How long is too long?
Full time employment is considered working 40 hours in a single week. However, it is not uncommon for workers in North Carolina to work multiple part-time jobs that add up to over 40 hours a week. Some full-time employers require overtime, so even workers with just one job can end up putting in more hours in a week. This is a serious problem because the UN has identified long working hours as at least 55 hours in a single week.

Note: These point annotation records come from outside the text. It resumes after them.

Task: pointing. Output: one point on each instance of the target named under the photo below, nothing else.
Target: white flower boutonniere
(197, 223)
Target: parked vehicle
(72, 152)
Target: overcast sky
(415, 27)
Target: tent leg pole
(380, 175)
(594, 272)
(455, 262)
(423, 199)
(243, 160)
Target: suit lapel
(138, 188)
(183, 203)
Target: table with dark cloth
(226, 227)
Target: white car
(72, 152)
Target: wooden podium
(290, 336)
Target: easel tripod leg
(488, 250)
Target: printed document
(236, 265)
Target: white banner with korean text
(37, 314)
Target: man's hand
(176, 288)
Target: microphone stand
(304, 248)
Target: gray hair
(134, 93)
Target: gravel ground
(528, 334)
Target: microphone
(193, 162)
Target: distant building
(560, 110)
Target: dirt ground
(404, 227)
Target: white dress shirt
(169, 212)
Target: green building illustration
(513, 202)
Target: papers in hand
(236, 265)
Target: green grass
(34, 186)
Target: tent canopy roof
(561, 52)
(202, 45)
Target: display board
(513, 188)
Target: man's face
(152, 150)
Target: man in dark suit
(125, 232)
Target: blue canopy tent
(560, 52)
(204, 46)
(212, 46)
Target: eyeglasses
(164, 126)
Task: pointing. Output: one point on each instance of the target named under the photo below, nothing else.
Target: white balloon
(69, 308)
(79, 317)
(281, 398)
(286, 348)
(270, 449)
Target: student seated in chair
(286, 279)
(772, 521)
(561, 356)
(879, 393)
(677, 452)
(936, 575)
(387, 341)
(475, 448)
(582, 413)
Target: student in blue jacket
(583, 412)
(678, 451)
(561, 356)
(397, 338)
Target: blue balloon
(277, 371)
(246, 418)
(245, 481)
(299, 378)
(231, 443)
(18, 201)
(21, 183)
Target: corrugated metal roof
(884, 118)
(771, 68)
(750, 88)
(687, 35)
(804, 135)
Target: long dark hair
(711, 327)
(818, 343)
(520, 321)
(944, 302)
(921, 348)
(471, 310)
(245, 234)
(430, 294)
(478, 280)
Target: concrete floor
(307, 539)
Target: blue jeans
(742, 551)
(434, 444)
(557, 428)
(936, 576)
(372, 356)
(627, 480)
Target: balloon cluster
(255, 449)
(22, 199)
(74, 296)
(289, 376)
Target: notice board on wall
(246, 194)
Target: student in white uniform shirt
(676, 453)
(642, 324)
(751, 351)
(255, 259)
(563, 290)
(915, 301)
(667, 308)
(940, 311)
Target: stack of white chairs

The World Health Organization — WHO — has also cited long working hours as the deadliest risk factor when it comes to worker safety. In a recent press conference, the chief of WHO also addressed some of the other top contributing risk factors for worker deaths. Some of the main factors he highlighted were:
- Exposure to carcinogens
- Prolonged sitting
- Manual handling of heavy loads
Many workplace deaths are preventable with the right kind of safety precautions in place. Unfortunately, many North Carolina employers prioritize profit and efficiency over the safety of workers. When these actions result in serious or even fatal injuries, victims or their families often turn toward the workers’ compensation system for help addressing things like lost wages and medical bills.